Kepala Kanwil Kemenag Kepri diwakili Kepala Bidang Bimas Islam Edy Batara menyampaikan, literasi zakat wakaf merupakan salah satu langkah untuk memahami perekonomian umat.
“Literasi ini adalah fase terbuka. Artinya, kita telah memiliki kemampuan dalam membaca dan menulis baik tersirat maupun tersurat untuk memahami urusan-urusan keumatan. Termasuk salah satunya terkait pengelolaan zakat maupun wakaf," ujarnya.

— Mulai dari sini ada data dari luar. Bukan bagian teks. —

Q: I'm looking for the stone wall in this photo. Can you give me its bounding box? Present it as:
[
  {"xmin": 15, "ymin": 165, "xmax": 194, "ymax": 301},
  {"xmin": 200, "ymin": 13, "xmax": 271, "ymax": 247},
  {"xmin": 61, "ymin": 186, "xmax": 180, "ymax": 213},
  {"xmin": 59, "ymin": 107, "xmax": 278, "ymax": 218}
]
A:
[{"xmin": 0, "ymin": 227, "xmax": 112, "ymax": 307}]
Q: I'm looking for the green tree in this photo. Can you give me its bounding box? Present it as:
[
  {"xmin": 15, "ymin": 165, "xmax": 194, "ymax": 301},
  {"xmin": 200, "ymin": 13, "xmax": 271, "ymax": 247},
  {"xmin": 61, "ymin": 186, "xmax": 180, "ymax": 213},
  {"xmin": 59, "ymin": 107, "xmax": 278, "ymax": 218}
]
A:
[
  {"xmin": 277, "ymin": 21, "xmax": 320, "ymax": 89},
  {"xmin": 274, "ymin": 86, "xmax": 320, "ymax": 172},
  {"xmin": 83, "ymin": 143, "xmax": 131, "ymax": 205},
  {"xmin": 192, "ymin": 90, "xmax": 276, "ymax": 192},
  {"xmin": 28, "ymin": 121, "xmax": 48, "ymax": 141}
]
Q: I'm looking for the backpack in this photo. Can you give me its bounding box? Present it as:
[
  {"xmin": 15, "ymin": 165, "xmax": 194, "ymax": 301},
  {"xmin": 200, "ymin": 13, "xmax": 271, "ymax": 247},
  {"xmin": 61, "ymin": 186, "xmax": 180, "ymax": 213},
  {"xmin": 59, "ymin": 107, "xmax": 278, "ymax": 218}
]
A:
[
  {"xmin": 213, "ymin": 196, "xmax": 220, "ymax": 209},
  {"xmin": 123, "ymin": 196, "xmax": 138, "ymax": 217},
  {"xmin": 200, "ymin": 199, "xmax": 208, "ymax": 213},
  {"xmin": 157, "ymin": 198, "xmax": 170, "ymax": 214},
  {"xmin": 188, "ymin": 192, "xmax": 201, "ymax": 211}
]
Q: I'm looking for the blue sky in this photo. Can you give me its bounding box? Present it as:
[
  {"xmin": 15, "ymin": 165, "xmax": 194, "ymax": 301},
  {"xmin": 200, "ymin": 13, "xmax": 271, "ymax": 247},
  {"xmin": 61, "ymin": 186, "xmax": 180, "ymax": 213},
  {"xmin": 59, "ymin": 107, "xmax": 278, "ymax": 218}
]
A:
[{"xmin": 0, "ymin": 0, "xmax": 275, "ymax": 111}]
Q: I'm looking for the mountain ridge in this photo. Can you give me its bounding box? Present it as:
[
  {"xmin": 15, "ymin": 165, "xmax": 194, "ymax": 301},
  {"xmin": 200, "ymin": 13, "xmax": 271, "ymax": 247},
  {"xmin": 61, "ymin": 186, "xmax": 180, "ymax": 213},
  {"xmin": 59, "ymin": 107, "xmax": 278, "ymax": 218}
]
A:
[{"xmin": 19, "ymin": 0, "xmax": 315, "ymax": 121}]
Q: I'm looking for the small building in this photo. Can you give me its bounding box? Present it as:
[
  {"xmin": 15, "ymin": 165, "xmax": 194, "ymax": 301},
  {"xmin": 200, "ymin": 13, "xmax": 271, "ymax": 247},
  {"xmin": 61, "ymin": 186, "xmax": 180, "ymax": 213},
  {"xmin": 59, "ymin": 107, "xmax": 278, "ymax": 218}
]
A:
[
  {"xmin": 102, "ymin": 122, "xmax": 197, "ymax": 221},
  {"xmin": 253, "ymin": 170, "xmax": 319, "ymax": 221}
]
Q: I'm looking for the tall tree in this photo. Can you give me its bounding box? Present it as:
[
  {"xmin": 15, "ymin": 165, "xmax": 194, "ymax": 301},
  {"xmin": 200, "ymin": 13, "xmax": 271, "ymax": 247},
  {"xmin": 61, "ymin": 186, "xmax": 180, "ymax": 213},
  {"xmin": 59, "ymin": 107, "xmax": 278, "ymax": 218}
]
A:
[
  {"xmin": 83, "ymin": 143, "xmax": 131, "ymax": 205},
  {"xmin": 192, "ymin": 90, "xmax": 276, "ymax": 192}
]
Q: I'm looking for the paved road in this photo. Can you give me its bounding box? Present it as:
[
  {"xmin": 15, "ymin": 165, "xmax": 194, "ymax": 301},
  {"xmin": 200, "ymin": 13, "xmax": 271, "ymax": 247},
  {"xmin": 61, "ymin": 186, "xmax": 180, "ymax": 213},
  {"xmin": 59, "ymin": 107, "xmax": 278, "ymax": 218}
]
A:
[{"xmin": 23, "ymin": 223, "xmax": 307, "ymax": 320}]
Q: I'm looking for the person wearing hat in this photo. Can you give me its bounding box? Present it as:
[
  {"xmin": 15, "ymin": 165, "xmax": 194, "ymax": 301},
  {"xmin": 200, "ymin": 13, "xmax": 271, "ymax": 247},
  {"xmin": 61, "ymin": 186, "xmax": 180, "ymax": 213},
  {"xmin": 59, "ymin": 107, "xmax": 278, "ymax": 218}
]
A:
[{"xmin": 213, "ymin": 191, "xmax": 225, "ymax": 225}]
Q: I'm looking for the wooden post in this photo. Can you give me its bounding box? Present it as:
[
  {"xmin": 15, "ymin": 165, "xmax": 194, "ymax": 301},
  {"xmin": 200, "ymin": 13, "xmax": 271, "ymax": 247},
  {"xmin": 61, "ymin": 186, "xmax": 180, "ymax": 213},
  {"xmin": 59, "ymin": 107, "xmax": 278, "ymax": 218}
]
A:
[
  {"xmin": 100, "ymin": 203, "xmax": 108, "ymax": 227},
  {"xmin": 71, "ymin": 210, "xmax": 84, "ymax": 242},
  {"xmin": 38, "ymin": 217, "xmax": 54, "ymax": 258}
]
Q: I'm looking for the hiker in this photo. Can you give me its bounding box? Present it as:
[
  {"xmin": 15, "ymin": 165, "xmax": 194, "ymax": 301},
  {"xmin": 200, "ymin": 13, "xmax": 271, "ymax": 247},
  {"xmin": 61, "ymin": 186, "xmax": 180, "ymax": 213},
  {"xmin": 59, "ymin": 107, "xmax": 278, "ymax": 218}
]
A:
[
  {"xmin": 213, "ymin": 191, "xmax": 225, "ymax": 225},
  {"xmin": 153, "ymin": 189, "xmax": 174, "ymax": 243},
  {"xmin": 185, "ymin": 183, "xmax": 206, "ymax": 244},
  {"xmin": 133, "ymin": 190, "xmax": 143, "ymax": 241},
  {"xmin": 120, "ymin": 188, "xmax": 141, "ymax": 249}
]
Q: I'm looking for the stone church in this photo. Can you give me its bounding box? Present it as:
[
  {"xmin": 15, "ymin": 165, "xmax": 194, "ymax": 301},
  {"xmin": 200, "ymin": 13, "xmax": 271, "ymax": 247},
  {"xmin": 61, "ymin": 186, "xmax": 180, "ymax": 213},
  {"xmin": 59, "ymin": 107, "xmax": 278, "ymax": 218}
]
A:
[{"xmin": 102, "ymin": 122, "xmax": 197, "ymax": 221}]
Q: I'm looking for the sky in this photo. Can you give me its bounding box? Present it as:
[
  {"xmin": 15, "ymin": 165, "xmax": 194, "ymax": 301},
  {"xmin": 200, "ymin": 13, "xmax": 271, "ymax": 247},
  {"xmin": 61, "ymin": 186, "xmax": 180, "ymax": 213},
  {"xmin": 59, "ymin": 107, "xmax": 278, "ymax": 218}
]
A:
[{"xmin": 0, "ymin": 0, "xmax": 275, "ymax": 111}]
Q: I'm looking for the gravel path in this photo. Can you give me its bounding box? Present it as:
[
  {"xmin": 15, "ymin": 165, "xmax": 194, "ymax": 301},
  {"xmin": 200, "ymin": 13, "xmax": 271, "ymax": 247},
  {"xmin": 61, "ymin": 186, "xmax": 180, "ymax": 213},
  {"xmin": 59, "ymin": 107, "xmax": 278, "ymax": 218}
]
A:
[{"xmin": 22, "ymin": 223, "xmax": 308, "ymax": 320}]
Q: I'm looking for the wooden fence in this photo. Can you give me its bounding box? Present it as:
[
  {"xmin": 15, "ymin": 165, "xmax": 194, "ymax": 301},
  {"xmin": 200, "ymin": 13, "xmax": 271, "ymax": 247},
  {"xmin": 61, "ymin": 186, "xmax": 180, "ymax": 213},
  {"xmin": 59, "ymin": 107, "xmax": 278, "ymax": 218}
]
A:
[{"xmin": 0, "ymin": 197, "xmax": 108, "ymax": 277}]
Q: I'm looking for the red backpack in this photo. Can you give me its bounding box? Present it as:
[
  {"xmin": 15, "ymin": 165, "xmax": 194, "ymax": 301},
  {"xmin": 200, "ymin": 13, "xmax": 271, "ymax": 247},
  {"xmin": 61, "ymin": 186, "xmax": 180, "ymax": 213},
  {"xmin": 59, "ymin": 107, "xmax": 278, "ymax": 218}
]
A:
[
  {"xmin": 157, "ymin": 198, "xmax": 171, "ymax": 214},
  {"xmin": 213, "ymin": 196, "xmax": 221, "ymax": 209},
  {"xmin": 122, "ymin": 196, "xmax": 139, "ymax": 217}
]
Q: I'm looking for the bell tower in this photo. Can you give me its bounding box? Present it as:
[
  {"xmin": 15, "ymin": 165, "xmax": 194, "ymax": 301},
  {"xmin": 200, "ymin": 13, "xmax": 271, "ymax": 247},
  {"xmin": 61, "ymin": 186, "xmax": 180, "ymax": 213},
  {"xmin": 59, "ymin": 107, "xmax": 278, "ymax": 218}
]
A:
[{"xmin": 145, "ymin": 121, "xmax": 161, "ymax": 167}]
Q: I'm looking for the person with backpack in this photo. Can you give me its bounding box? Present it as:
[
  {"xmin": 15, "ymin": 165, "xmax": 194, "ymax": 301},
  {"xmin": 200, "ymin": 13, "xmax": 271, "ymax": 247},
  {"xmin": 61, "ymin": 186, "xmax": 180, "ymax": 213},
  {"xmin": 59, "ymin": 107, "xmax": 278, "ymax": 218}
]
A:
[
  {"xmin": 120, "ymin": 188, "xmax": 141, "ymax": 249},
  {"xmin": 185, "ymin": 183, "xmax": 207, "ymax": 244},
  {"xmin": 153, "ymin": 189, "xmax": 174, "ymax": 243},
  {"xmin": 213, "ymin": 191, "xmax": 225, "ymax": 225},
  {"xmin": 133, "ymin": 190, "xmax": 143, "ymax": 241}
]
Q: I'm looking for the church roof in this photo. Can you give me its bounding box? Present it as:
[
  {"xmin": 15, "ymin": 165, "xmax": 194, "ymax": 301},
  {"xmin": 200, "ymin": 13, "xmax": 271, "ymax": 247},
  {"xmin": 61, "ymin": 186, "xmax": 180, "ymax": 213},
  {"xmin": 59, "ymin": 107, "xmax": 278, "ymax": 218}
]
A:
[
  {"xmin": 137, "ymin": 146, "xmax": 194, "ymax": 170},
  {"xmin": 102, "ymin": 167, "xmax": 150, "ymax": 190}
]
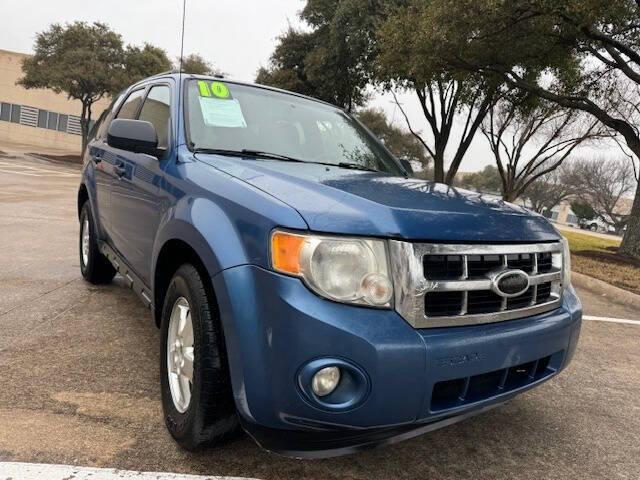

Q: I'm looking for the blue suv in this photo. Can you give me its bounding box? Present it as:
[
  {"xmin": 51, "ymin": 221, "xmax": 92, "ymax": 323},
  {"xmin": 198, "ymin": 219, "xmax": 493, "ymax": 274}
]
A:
[{"xmin": 78, "ymin": 74, "xmax": 582, "ymax": 457}]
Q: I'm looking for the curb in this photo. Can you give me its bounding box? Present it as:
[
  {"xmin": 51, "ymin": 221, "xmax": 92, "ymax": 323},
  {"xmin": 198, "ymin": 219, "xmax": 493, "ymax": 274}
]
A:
[{"xmin": 571, "ymin": 272, "xmax": 640, "ymax": 309}]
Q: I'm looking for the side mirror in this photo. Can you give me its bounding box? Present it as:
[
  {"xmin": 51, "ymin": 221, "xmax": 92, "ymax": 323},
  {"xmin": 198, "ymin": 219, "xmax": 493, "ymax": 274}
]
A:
[
  {"xmin": 107, "ymin": 118, "xmax": 159, "ymax": 157},
  {"xmin": 399, "ymin": 158, "xmax": 414, "ymax": 175}
]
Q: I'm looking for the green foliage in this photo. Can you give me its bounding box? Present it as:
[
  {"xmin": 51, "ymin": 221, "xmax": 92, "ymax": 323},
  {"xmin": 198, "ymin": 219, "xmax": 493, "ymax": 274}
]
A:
[
  {"xmin": 19, "ymin": 22, "xmax": 124, "ymax": 103},
  {"xmin": 356, "ymin": 108, "xmax": 429, "ymax": 169},
  {"xmin": 374, "ymin": 1, "xmax": 503, "ymax": 184},
  {"xmin": 18, "ymin": 22, "xmax": 170, "ymax": 150},
  {"xmin": 121, "ymin": 43, "xmax": 171, "ymax": 89},
  {"xmin": 571, "ymin": 200, "xmax": 598, "ymax": 220},
  {"xmin": 256, "ymin": 0, "xmax": 380, "ymax": 111},
  {"xmin": 456, "ymin": 165, "xmax": 502, "ymax": 194},
  {"xmin": 176, "ymin": 53, "xmax": 221, "ymax": 75}
]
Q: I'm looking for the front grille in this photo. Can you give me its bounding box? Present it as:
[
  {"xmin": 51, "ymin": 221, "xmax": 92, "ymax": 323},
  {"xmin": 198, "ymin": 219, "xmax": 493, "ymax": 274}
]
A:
[
  {"xmin": 391, "ymin": 241, "xmax": 562, "ymax": 328},
  {"xmin": 430, "ymin": 352, "xmax": 563, "ymax": 412}
]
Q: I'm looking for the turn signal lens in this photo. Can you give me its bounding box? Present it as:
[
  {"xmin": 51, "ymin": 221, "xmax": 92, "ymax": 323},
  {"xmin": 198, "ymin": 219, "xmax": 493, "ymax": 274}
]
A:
[
  {"xmin": 271, "ymin": 232, "xmax": 305, "ymax": 275},
  {"xmin": 271, "ymin": 230, "xmax": 393, "ymax": 308}
]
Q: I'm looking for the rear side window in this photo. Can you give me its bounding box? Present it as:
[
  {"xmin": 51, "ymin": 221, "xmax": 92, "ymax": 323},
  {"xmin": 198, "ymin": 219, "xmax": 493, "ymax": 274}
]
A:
[
  {"xmin": 138, "ymin": 85, "xmax": 171, "ymax": 148},
  {"xmin": 116, "ymin": 88, "xmax": 144, "ymax": 120}
]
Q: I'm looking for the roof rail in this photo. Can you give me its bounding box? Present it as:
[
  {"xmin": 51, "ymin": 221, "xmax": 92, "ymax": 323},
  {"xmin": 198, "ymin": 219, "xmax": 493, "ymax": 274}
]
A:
[{"xmin": 147, "ymin": 68, "xmax": 184, "ymax": 78}]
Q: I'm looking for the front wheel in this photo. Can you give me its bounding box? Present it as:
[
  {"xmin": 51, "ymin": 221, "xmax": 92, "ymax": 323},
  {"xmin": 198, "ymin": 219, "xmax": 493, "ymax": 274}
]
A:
[
  {"xmin": 160, "ymin": 264, "xmax": 237, "ymax": 450},
  {"xmin": 80, "ymin": 201, "xmax": 116, "ymax": 284}
]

Ia melanjutkan, dalam kegiatan ini, para pengelola zakat dan wakaf diharapkan dapat mengerti amanah UU No. 23 Tahun 2011 mengenai zakat dan UU No. 41 Tahun 2004 terkait pengelolaan wakaf.
“Para pengelola yang telah ditunjuk oleh Undang-Undang dapat secara terbuka menerima masukan dari masyarakat dalam menyelenggarakan pengelolaan zakat maupun wakaf,” pesannya.
Dalam kesempatan itu, Direktorat Pemberdayaan Zakat dan Wakaf yang diwakili Kasubdit Edukasi, Inovasi, Kerjasama Zakat dan Wakaf, Wida Sukmawati menyampaikan Roadmap Literasi Zakat dan Wakaf.
“Pelaksanaan Renstra didasari tiga indikator kinerja Ditjen Bimas Islam, dan dilaksanakan oleh Direktorat Pemberdayaan Zakat dan Wakaf. Indikator tersebut yaitu presentase partisipasi umat beragama dalam dana sosial keagamaan, dalam hal ini zakat.
Kedua, presentase peningkatan wakaf produktif. Ketiga, presentase partisipasi umat beragama dalam wakaf,” ucapnya.
Peserta kegiatan Kelas Literasi Zakat dan Wakaf Provinsi Kepulauan Riau terdiri dari MUI, BAZNAS, FOZ, Nazir BWI Kota Batam, LAZ, Penyuluh Agama Islam, serta sejumlah mahasiswa perguruan tinggi.